June 17 ■ May Consumer Prices
Rate Impact: 8
While the producer price index only covers the price of goods, the consumer price index includes both goods and services, thereby offering a broader inflation perspective. Over the past year, the "headline" number, which includes food and energy prices, has been extremely volatile, jumping to a peak of over five percent on a year-over-year basis and then plunging into negative territory. But the core rate has held tightly to the two percent area, undulating above and below it, with a recent move back up again. The bond market has taken notice, resulting in a sharp yield increase in both the U.S. 10-Year Treasury note and the 30-Year "Long Bond." Residential fixed-mortgage rates have not been immune, and vaulted three-quarters of one percent in late May, despite Federal Reserve efforts to hold them lower. Inflation is returning to prominence as a key concern.
June 23 ■ May Existing Home Sales
Rate Impact: 6
The debate about the health of the residential real-estate market remains heated. At any given moment, Wall Street participants are cheering what they view as a recovery in sales. For instance, in April, transactions rose 2.9 percent from March. But in the next moment, investors and analysts anguish about the fact approximately 45 percent of recent transactions were the result of "distressed" sales, such as foreclosures. And they point out the inventory of unsold homes, as measured by both the raw figures and the monthly supply, is rising. In April, there were 3.97 million homes on the market, up from 3.65 million in March. It would now take 10.2 months to sell them at the current pace of sales, up from 9.6 months a month earlier. The reason is simple. More sellers have been trying to take advantage of the spring selling season but many prospective buyers remain cautious. May new home sales will be reported on June 24.
June 26 ■ May Personal Incomes & Spending
Rate Impact: 9
The national savings rate surged to 5.7 percent of income in April, the highest mark in over 14 years. This was reflective of the fact that personal incomes were seeing their biggest improvement in almost a year while spending was heading down.
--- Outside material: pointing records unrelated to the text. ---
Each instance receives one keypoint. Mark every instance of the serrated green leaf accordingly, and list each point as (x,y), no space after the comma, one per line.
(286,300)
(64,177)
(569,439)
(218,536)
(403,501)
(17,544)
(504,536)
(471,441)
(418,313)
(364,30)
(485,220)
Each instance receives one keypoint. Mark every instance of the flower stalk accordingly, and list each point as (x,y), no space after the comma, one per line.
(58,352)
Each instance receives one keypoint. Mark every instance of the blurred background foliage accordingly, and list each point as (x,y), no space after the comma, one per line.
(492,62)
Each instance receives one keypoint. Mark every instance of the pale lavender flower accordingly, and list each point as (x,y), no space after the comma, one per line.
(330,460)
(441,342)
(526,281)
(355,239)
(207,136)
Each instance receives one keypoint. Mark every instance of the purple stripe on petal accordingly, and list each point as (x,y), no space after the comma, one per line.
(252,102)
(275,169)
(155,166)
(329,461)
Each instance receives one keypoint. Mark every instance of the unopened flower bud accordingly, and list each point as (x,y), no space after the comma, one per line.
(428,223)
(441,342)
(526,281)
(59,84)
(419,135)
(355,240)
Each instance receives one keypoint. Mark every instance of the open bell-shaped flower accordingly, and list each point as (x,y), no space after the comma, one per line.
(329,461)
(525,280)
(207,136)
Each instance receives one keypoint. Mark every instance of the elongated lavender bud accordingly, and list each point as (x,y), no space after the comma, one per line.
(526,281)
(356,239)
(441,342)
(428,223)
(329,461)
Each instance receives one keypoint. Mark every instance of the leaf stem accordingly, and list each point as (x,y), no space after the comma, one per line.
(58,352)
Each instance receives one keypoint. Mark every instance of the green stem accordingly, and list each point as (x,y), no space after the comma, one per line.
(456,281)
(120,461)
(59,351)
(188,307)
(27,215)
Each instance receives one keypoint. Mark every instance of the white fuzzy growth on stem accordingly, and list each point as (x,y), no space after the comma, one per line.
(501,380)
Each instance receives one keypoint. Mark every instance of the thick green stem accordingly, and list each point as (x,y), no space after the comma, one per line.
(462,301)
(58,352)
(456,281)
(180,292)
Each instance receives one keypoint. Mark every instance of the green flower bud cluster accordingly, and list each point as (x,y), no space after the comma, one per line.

As a result, the prospects of consumer outlays rescuing the economy from its current malaise are doubtful. The condition of household balance sheets remains shaky after decades of excessive spending based upon borrowed funds. The problem is that both households and the government have exhausted their lines of credit, resulting in a serious dilemma as to who is going to be able to trigger a rise in gross domestic product back into positive territory. Until that question is answered, the unemployment rate may continue to rise. If interest rates move up as well, any recovery effort may be quashed before it can develop sufficient momentum to become self-sustaining.